Forest has had an incredibly rough life with a mother that prostituted him and alternately lived on the streets. Then a chance meeting with a generous man got Forest off the streets for good. While his adopted father offered food and shelter, Forest has never had the kind of love that he so intimately craves. When Forest sees Connor, he knows that being attracted to a straight guy will eventually crush him, but Connor keeps showing up. And it’s a good thing as someone is targeting Forest and who better to save Forest than a strong cop. As the danger mounts, so do the feelings between the men and Connor’s main priority is protecting Forest and their future together.

Tequila Mockingbird picks up after Whiskey and Wry and is the third book in the Sinner’s series. The books work best if read in order for the full and complete storyline. The previous book ended with Connor confessing to his father that he was in love with a man and, in true Donal fashion, he makes his children feel safe, secure, and loved.
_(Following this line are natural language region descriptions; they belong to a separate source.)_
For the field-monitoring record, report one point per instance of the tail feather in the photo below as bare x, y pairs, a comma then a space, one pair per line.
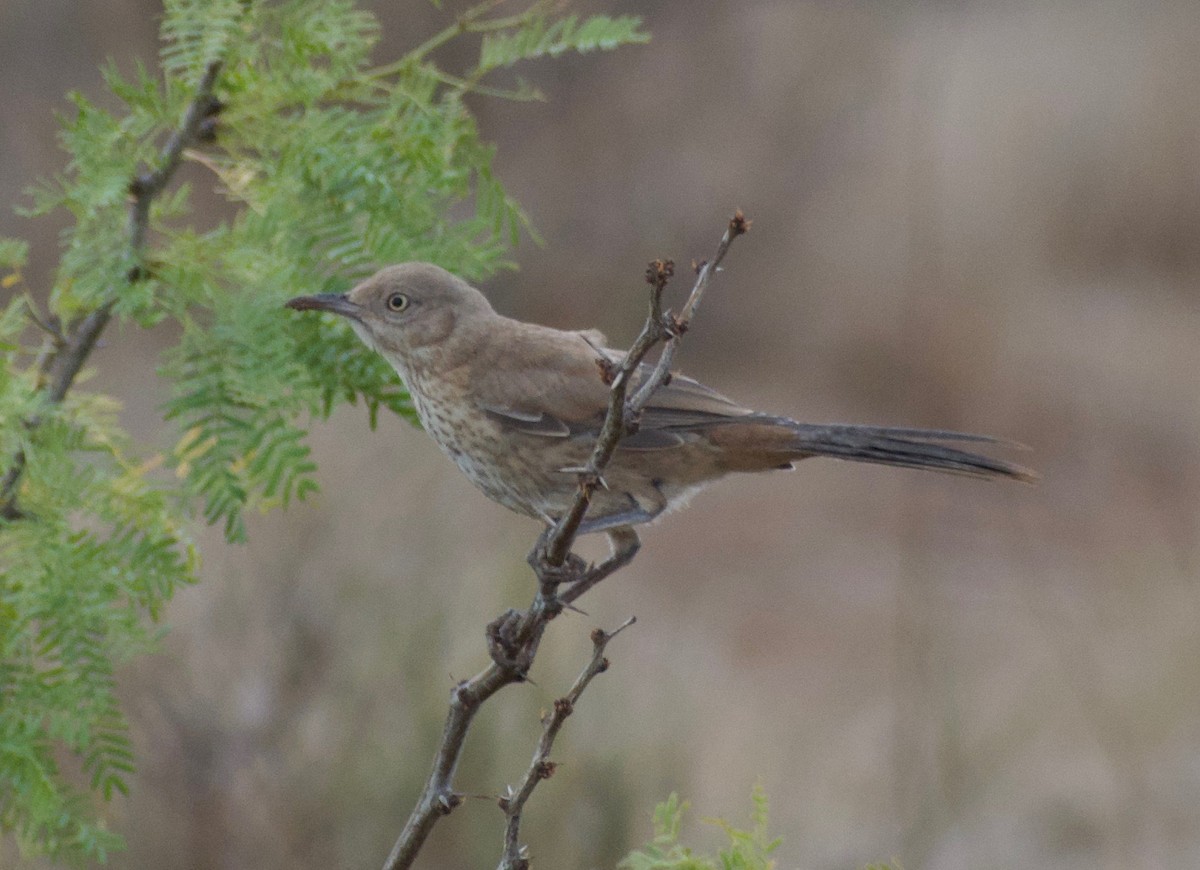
906, 448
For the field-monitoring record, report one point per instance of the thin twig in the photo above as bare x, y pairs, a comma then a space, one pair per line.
514, 637
72, 347
705, 271
540, 767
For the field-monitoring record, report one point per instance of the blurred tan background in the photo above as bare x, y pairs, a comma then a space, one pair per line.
975, 215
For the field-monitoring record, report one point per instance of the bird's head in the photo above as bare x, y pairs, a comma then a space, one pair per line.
406, 311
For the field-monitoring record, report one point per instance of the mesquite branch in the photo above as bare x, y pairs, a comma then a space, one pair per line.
514, 637
541, 767
66, 351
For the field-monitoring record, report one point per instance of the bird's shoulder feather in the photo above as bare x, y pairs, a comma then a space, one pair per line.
547, 382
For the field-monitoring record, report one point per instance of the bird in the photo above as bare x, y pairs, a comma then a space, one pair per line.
519, 407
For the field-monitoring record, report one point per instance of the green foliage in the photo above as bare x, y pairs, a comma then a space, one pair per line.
749, 849
330, 167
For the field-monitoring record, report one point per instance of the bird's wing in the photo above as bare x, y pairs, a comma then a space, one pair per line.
550, 383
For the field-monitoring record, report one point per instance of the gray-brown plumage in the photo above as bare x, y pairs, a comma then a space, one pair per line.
519, 406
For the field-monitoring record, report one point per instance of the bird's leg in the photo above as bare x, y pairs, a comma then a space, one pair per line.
625, 544
634, 516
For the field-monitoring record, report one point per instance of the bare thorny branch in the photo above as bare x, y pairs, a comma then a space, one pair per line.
66, 349
563, 577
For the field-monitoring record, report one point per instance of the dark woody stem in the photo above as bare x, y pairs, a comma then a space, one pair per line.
66, 354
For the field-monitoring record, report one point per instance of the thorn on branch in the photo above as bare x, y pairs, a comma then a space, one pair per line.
659, 273
739, 225
607, 370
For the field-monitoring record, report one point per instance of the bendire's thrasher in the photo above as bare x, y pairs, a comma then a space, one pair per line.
519, 406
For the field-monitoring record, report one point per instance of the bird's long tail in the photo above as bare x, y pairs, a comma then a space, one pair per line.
773, 442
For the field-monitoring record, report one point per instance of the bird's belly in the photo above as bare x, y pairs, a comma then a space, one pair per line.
519, 475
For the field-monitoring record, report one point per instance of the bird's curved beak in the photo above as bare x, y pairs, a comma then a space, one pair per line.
336, 303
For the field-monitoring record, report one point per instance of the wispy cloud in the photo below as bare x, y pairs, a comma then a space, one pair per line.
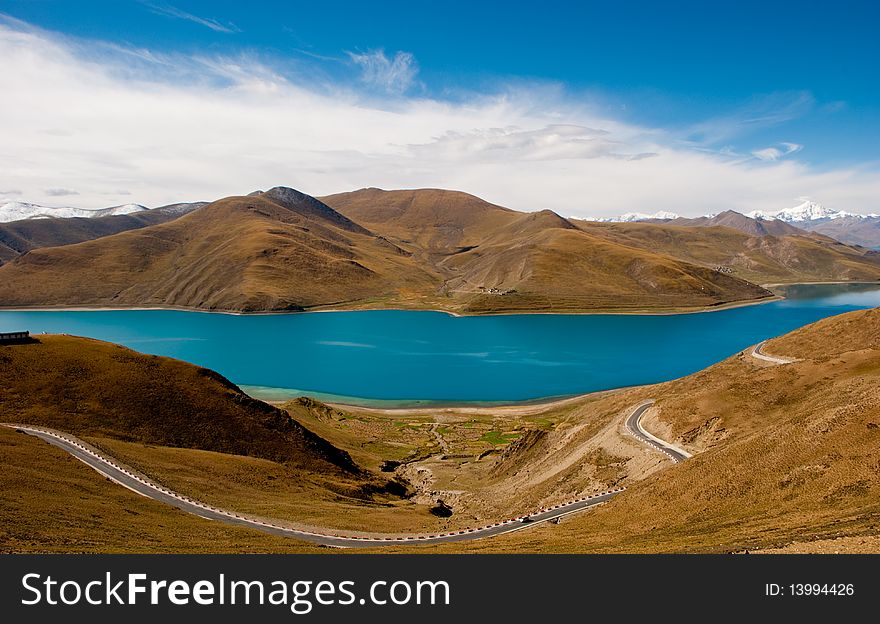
775, 153
171, 11
173, 127
393, 75
60, 192
763, 112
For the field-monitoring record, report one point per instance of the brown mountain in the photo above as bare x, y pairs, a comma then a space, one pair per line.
738, 221
781, 455
493, 259
283, 250
757, 258
19, 237
864, 231
271, 251
89, 387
Here we see that Connor is not so concerned about being in love with a man as he worries how it changes his vision for his life.

When Forest is first introduced, we see him as a young boy struggling to survive on the streets. His mother is shown as having no redeeming qualities, yet the boy in Forest still tries to please her throughout the entire book. When Forest met Frank, who later adopted him, it got him off the streets but Forest is emotionally starved for both love and caring physical touch.
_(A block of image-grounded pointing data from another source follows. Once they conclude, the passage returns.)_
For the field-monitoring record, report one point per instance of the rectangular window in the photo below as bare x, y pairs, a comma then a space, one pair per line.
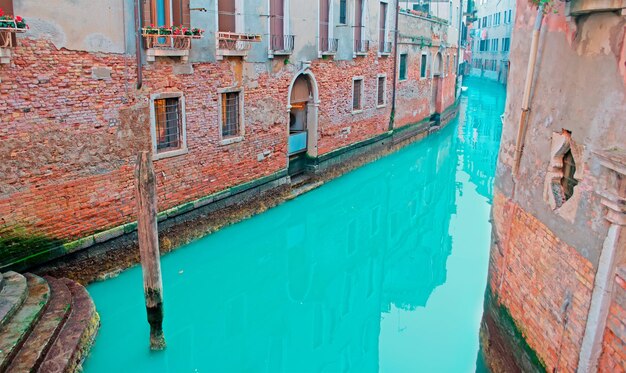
231, 116
357, 94
382, 91
227, 16
343, 11
168, 124
403, 66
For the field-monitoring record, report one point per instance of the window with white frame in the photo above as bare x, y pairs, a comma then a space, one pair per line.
357, 94
167, 124
231, 115
381, 96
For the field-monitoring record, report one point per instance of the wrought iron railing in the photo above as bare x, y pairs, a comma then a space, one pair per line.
361, 46
385, 47
232, 41
281, 43
329, 46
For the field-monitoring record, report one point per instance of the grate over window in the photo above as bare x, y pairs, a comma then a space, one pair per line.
381, 90
356, 95
568, 182
230, 114
168, 124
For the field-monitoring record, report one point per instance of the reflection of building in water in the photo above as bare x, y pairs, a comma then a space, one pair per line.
480, 136
311, 295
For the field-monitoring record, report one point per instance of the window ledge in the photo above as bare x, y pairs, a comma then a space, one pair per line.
231, 140
171, 153
153, 53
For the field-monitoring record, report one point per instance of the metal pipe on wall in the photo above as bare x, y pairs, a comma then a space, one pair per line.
530, 72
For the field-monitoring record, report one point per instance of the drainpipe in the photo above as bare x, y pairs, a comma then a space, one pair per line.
458, 50
530, 72
138, 44
395, 70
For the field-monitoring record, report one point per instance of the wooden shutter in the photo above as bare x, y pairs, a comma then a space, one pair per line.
181, 13
226, 16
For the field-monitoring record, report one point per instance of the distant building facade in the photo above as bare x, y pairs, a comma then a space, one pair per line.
268, 90
491, 34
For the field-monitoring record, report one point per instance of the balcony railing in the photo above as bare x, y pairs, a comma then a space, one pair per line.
385, 47
329, 46
236, 42
281, 44
361, 46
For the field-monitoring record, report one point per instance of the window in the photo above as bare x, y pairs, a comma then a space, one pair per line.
357, 94
231, 115
403, 58
423, 66
382, 91
506, 44
568, 182
167, 127
343, 12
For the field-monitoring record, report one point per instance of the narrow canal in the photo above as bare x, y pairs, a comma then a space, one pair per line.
383, 269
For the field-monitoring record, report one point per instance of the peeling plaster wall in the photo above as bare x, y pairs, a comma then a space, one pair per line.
85, 25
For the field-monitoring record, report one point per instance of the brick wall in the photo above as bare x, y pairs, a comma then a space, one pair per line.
414, 95
613, 358
69, 140
545, 284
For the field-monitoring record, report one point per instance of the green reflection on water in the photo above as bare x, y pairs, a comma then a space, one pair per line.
383, 269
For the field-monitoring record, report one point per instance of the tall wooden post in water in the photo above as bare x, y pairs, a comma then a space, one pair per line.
149, 247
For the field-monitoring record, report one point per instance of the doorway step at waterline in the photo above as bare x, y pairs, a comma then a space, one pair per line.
46, 324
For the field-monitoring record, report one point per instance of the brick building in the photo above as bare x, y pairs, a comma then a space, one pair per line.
269, 90
557, 269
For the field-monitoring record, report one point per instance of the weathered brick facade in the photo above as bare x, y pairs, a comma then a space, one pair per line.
554, 257
72, 123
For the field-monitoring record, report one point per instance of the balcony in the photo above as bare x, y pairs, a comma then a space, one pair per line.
361, 47
235, 44
328, 47
281, 45
9, 26
169, 42
385, 48
297, 142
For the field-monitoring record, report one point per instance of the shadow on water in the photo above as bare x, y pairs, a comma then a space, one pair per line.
383, 269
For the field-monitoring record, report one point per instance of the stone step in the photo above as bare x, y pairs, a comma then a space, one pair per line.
43, 335
18, 328
12, 295
76, 336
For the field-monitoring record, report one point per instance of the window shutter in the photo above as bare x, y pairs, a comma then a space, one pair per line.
146, 13
181, 13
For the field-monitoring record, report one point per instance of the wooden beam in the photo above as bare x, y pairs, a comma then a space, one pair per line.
149, 247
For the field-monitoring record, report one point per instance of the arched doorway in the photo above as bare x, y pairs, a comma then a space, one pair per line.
303, 104
437, 79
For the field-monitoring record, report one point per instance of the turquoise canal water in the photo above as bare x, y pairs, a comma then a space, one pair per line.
383, 269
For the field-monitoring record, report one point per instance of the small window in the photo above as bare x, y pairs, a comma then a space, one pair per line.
382, 91
357, 94
568, 182
168, 123
231, 114
403, 58
423, 66
343, 12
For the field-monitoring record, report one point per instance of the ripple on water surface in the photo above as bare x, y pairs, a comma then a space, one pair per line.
382, 269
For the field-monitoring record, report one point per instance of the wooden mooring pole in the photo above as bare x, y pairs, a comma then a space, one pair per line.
149, 247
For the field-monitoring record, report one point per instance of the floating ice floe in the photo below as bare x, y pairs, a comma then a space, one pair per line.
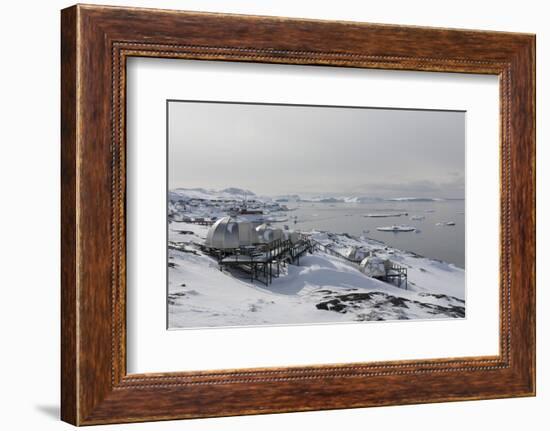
396, 228
447, 223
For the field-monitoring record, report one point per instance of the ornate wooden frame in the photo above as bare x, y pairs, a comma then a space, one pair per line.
95, 43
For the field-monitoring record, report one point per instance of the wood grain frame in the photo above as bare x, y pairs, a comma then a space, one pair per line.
95, 44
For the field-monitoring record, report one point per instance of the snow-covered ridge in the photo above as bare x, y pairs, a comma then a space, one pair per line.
231, 193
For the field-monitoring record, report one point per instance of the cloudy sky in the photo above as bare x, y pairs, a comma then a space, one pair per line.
275, 150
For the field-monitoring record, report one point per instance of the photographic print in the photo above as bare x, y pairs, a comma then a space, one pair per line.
305, 214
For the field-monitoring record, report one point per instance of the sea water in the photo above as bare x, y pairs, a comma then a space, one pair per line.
432, 238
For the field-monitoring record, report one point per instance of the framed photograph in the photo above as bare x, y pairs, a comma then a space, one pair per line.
265, 215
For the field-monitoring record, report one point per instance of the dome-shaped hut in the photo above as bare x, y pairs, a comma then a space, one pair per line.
374, 266
356, 254
291, 235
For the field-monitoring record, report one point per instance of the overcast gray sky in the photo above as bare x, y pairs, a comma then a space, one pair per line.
275, 150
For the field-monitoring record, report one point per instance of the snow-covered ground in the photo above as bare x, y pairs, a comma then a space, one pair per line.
324, 288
I liked both characters of Connor and Forest and especially liked them together as they both offer each other exactly what they need. Although, I would have liked to have seen them spend a little more time together, or really any one-on-one time together before they declared they were in love with each other.

The mystery and drama element here is strong again as well as someone is trying to kill not only Forest, but everyone around him. I was hesitant on the actual police work with their lack of surveillance when the same location is hit more than once and the perpetrator is still on the loose.  The ending and the reveal and reason behind the crimes was the weak link here for me as it was not presented with the same impact that the crimes themselves held.

The draw for me with this series is the world that Ford created starting with the vivid details that set the location that the men inhabit. The characters are consistently well drawn and I was fully invested in all of their lives. The Morgan family is again featured prominently and a lot of their interactions carry the story and they all make up a great family to spend time with. Miki and Damien are back and their musical lives entwine with Forest who is a drummer, which brings cohesiveness to the entire series.

I have continued to listen to this series on audio and Tristan James continues with the narration as well. He continues to excel with the Irish accents for all of the Morgans and manages to not only keep the accent the same for each character throughout the series, but also to have each character sound different from one another. The production as a whole is polished and the entire reading is well paced. There were several lines that would all of sudden have an echoing effect that was noticeable, but it did not detract from the presentation overall. James offers a well rounded presentation and really offers a lot of nuances that bring the story to life. If I had my choice, I would continue with this series on audio and would definitely recommend both the narration and the Sinner’s series.

A review copy of this book was provided by Dreamspinner Press.